A Short Article: Training Wheels for Literacy 

69% of 4th graders read below the proficiency level
60% remain below it in the 12th grade

       National Assessment of Educational Progress 1998 Reading Report Card

 

42 million adult Americans can't read; 50 million can recognize so few printed words they are limited to a 4th or 5th grade reading level. According to Literacy Volunteers of America, 237 billion dollars a year in unrealized earnings is forfeited by persons who lack basic reading skills.
       The National Right to Read Foundation     

There is no natural, biological-evolutionary precedent for reading. Spoken language - yes - the ability to discriminate among sounds and associate distinct sounds with distinct meanings has been evolving for millions of years. But, nothing about our natural evolutionary development has prepared us to read – to focus our eyes into small static spaces and translate and assemble strings of visual symbols into virtually heard sequences that simulate the sounds of spoken words. Human beings invented reading (and writing), and it should be added, those that did were far less familiar with how our brains work and children develop than we are today

Reading is a technology skill that requires the use of two archaic technologies or systems (the 3,000+ year old alphabet and the 1,000+ year old system of English spelling) that were developed by adults for adults and were never designed (or since in any way optimized) for use by young developing minds. Moreover, they were never designed to work together; like the proverbial square peg/round hole, we have been ‘force fitting’ them for over a thousand years. The fact is, that most people who struggle to read are suffering from a kind of interface incompatibility with our reading technologies that is the fault of the technologies, not them!                                                                                         

HISTORICAL ROOTS

Ancient Greek and Latin were almost completely phonetically written…
         
Teaching Reading - a History

Just as in learning to read, I said, we were satisfied when we knew the letters of the alphabet…
         
Plato, the Republic


The major cause of today’s reading problems began taking root nearly a thousand years ago as the Latin alphabet and the English language collided. The Latin alphabet was nearly phonetic; it had one letter for each sound spoken in the Latin language. But in trying to represent the English, the Latin alphabet came up short by over a dozen letters.  There were simply more sounds spoken in English then there were letters to represent them in the Latin alphabet.
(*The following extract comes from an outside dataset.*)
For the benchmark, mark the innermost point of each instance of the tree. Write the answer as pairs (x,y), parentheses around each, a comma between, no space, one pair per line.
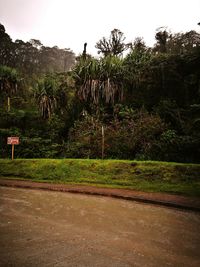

With religion, politics and academia so entrenched in the written Latin any thought of changing it was virtually inconceivable.  Consequently, instead of adding letters to the alphabet, a series of rules developed whereby some letters, (but not all) would no longer have just one sound but could have other sounds depending on which of the other letters (in what sequence) they preceded or followed (most but not all of the time). Sound pretty convoluted? The consequence of this ‘hack’ has haunted us ever since: the phonetic principle was broken and the relationship between written letters and spoken sounds became complex and confusing. 

What happened significantly altered the course of human history and its effects are still felt today by over 700 million people. The result of making up for the shortage of letters was an ambiguous alphabetic ‘code’ that strained the process of learning to read - a process that had for over fourteen hundred years been based on the phonetic simplicity of one letter for one sound. No longer as quickly self-evident, reading now involved the need to determine which of a letter’s possible sounds it was supposed to actually sound like in the particular word in which it was appearing. The stress involved in such decoding has remained deep in the ‘overhead’ of our reading process ever since.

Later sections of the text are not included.